Die aktuellen Entwicklungen seien jedoch nicht unumkehrbar. "Dieses Match ist jedenfalls noch nicht entschieden", betont Landau. Entscheidend sei, ob sich Österreich in eine Reihe mit Staaten stellte, "die der liberalen und offenen Gesellschaft ganz unverhohlen den Kampf angesagt haben" und wo Grundrechte beschnitten würden, oder ob ein anderes Gesellschaftsmodell gestärkt wird: "Gelingt es den Kräften der politischen Vernunft, das Bedürfnis nach Veränderung - nicht aber nach Disruption - zu stillen und ein Regierungsprogramm zu schmieden, das entfacht, wonach sich viele sehnen: Hoffnung, Zuversicht und daraus Zusammenhalt und die Bereitschaft anzupacken."

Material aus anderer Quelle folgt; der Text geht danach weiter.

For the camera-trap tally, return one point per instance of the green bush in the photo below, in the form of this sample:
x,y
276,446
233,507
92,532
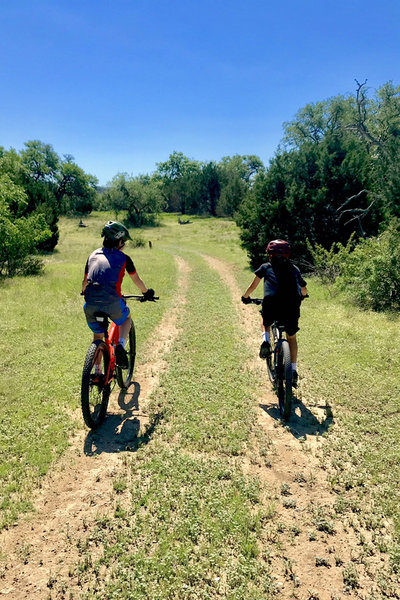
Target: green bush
x,y
328,264
19,239
370,275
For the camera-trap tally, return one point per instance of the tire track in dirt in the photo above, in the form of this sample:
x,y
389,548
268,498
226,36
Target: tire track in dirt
x,y
308,548
42,551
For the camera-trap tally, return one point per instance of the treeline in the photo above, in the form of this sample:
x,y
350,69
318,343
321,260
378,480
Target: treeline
x,y
183,185
337,172
335,178
36,187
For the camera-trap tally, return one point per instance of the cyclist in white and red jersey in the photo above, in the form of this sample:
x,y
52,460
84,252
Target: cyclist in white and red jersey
x,y
104,271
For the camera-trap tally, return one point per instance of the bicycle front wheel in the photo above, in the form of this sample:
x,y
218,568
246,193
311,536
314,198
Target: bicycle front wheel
x,y
284,380
124,376
94,390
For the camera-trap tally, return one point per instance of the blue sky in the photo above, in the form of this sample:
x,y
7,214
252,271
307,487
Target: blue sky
x,y
120,84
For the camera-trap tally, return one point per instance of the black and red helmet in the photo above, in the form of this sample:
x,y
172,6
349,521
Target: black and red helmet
x,y
279,248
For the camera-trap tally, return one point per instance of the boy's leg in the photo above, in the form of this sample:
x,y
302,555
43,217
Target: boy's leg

Eine Gesellschaft, in der "das bessere Argument mehr zählt als die stärkere Emotion", sei weiterhin möglich, so der Caritas-Europa-Präsident. Angst sei jedoch ein großer Hemmfaktor für solidarisches Handeln. Gerade deshalb müsse dem wachsenden "visionären Vakuum" mit positiven und zukunftsgerichteten Konzepten begegnet werden: "Wir können in Österreich und Europa Probleme, die es zweifelsohne zur Genüge gibt, lösen; aber das geht nur gemeinsam. Wer Ängste schürt und wahltaktisch bewirtschaftet, schadet Österreich."
"Zu viel steht auf dem Spiel"
Seine jahrzehntelange Arbeit in der Caritas habe ihn gelehrt, dass die Gesellschaft den "Mut, Kraft und Fantasie" haben, um die Zukunft in einer guten Weise zu gestalten. Dafür gelte es weiter einzustehen. Der deutsche Rechtsphilosoph Ernst-Wolfgang Böckenförde habe treffend festgestellt, dass der freiheitliche Staat von Voraussetzungen lebe, die er selbst nicht garantieren könne. Landau: "Mit anderen Worten: Es liegt jetzt an uns, an den Bürgerinnen und Bürgern dieser Republik, diese Voraussetzungen aufs Neue zu schaffen. Aufgabe der Parteien wird es sein, Bundespräsident Alexander Van der Bellen hat es betont, eine in Verruf geratene Kompromissfähigkeit von neuem einzuüben - sie ist nicht das Problem, sondern die beste und einzige Möglichkeit, die wir haben, um zu tragfähigen Lösungen für Österreich zu kommen. Zu viel steht auf dem Spiel."